When I tell this story, laughing at my own weakness, JDG says, "You got drunken-fisted." Thereby launching a discussion that's been going on now for days.
It's all about energy, cooling or confusing an opponent's own aggressive energy or his assumed social dominance. And then Pow! the uppercut you didn't see coming. It's Donald Trump when he tries "dancing" on stage, his little hands in fists and his arms pulled up like chicken legs, and those little dainty steps. Then a minute later he's stirring up people to look forward to a day of violence and vengeance on his enemies.
How do you counter the politician who would be King, if he's playing the fool?
Bartleby the Scivener as Model Drunken-Fister
JDG reminded me of Bartleby, the Herman Melville character who works at a Wall Street law office as a hand copier of legal documents, a well paid job in the 1850s (waaay before typewriters and copier machines), and who one day begins refusing certain tasks. "I would prefer not to." That line from that story became a knowing joke in my day, when many of the anti-war university crowd that I was adjacent to quoted it as comeuppance for the establishment, especially, say, the Selective Service.
"I would prefer not to" -- its mysterious politeness mixed with brazen affrontery has puzzled generations of readers and spawned multiple high falutin interpretations about the meaning of Bartleby's placid (and ultimately self-destructive) stubbornness. As the story progresses, Bartleby's Wall Street employer -- who's actually telling this story -- is totally disarmed and defeated as an employer. Bartleby unaccountably remains in the office all the time, day and night, and prefers not to do any number of things including eventually refusing to recognize his own dismissal from the firm. Ultimately, and to the employer's actual guilty regret, he's physically removed from the premises but remains perched on the stairs outside until he's carted off to an asylum where he dies, still preferring not to.

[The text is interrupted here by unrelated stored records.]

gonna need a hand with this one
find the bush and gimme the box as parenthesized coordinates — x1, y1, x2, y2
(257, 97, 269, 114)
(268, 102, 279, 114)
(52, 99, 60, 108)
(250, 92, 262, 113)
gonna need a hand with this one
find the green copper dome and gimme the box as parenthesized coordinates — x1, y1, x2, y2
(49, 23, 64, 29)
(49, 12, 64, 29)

Here's the first appearance of "I would prefer not to" in the story:
Imagine my surprise … when … Bartleby in a singularly mild, firm voice, replied,"I would prefer not to."

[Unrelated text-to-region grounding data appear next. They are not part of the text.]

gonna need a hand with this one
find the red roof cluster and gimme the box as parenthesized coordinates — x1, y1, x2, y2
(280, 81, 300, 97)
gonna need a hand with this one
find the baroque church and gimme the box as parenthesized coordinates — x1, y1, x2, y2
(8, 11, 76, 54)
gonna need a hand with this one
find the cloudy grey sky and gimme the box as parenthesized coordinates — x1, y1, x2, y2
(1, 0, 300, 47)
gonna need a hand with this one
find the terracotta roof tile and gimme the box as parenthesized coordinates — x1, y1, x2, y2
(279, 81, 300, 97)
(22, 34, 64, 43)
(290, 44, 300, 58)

"Prefer not to," echoed I, rising in high excitement, and crossing the room with a stride, "What do you mean? Are you moon-struck? I want you to help me compare this sheet here--take it," and I thrust it towards him.
"I would prefer not to," said he.
I looked at him steadfastly. His face was leanly composed; his gray eye dimly calm. Not a wrinkle of agitation rippled him. Had there been the least uneasiness, anger, impatience or impertinence in his manner; in other words, had there been any thing ordinarily human about him, doubtless I should have violently dismissed him from the premises.
"Had there been any thing ordinarily human about him." I can't but flash on the Trump we know, and I feel like I understand the principle that playing the fool can be an almost infallible first step to turning the tables.